More than three-quarters of Canadians have supplemental health care coverage, and over 50% of all prescription drug spending in the country is reimbursed by a private payer. An influx of new high-cost treatments, however, is threatening the stability of our mixed public-private system.
Traditionally, the majority of drug spending in Canada has been on medications that are both relatively inexpensive and commonly prescribed, such as antibiotics and painkillers. In recent years, though, that balance has started to shift. “It’s taken us a little bit by surprise,” says Stephen Frank, Vice President of Policy Development and Health at the Canadian Life and Health Insurance Association. “We’ve always in the past thought about two types of drugs: the common low-cost drugs that have a lot of people on them but are relatively cheap, and then the relatively rare but very expensive drugs.”
Drugs in the highest-cost tiers are becoming more common
The number of these specialty drugs keeps growing however, and some of the more expensive new treatments are for diseases that are far less rare. “In the last two years we’re starting to see more drugs that are both very high cost and very large volume,” says Frank. “No one really anticipated that happening. When you’ve got tens of thousands of people on a drug, and the cost is still tens of thousands of dollars plus per year, it becomes very difficult for the system to absorb that cost and for employers to continue to offer comprehensive coverage to their employees.”
“We certainly believe in this country that no one’s financial livelihood should be put at risk because of an illness."
This increase in cost is rapidly forcing the industry to a breaking point where something will have to give. As medical science continues to progress, and innovative new treatments for diseases like cancer, hepatitis C, and rheumatoid arthritis continue to enter the Canadian market at unsustainable price points, either insurance premiums will have to rise dramatically or a line will have to be drawn regarding just how much we are willing to spend to ensure that Canadians get the best treatment available.
The danger is that either path could introduce new barriers to access for Canadians seeking treatment. Those barriers could arise either directly, through innovative but expensive treatments being dropped from coverage altogether, or indirectly, as rising premiums price Canadians out of comprehensive coverage. For many, including those in the private health insurance sector, neither alternative is acceptable. “We certainly believe in this country that no one’s financial livelihood should be put at risk because of an illness,” says David Willows, Vice President of Strategic Market Solutions at Green Shield Canada.
Finding the third path
Fortunately, some within the industry see a third way: leveraging the buying power of the Canadian market to negotiate better drug prices. “Canadians are simply paying too much for drugs, if you do an international comparison,” says Willows. “On both the public and private side there is this feeling that we have crossed the line and some of these prices are just unreasonable.”

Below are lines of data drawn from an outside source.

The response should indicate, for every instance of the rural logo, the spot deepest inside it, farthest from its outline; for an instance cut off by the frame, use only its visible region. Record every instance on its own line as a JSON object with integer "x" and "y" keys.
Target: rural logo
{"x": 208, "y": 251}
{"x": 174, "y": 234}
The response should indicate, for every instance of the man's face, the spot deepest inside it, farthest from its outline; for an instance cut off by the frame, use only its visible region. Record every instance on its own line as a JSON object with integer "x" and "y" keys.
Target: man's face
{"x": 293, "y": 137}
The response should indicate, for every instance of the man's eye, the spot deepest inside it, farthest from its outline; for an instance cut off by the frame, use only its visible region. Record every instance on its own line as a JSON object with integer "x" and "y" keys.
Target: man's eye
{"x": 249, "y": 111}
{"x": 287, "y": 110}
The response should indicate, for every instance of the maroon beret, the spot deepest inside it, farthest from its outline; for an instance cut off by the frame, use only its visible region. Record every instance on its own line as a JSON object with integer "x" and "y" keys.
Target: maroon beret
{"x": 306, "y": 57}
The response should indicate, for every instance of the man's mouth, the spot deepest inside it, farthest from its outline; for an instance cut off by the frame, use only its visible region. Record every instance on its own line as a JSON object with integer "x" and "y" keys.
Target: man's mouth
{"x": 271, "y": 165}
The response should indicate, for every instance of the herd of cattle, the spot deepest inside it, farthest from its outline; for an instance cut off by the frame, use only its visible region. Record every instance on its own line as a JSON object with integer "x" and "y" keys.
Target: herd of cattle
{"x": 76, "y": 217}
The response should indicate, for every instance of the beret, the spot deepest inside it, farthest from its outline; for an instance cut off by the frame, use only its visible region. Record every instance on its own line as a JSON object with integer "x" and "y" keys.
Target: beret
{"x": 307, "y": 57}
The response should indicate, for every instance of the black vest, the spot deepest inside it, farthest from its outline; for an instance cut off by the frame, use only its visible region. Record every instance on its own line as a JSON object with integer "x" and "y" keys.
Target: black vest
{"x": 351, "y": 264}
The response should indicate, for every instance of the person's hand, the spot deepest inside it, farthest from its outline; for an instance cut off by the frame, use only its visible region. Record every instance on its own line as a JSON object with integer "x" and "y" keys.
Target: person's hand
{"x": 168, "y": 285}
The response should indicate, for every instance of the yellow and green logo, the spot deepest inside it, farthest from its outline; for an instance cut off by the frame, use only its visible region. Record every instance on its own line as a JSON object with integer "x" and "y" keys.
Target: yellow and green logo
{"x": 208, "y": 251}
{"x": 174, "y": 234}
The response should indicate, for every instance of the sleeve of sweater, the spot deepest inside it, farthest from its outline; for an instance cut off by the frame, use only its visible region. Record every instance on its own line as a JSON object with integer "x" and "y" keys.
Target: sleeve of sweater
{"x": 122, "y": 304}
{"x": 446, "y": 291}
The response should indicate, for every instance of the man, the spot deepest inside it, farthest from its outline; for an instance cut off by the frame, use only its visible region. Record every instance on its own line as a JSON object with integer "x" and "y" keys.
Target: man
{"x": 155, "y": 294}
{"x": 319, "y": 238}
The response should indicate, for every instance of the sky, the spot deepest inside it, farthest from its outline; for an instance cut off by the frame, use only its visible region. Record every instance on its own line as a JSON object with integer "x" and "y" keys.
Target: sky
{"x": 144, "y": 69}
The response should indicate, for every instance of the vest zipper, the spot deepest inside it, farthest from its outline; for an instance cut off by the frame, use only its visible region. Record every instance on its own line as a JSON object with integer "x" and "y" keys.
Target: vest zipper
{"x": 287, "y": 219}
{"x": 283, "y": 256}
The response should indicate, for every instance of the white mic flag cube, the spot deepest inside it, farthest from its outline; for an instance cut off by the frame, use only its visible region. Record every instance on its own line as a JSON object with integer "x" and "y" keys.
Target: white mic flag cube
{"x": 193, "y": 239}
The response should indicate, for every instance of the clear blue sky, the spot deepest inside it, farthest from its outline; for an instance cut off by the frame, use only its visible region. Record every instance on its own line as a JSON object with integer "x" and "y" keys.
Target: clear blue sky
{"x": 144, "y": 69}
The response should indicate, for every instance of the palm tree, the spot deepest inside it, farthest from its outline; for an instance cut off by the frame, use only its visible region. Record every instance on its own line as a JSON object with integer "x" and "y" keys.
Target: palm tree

The crux of the issue is Canada’s failure to present a unified front to pharmaceutical companies in the negotiation of drug prices.
The crux of the issue is Canada’s failure to present a unified front to pharmaceutical companies in the negotiation of drug prices. With each province having its own public health insurance system, and with a large number of private health insurance companies across the country, the market in Canada remains highly fragmented. Increased collaboration could play a critical role in helping to negotiate drug prices down to a sustainable level. “If we can consolidate the full buying power of the Canadian market, there is real opportunity to bring prices down for all Canadians,” says Frank. “But if we stay divided, it’s going to be a challenge for us to get a handle on this situation. Provinces and private insurers need to be working together for the benefit of all Canadians.”
One thing is clear: this is a problem that needs to be solved today. “The crunch is coming in closer to five years than ten,” says Willows. Progress on this issue is going to be reliant on an open conversation between the public side, the private side and the pharmaceutical companies. That conversation is already beginning to happen, but all Canadians need to keep their ears open and ensure that the dialogue continues.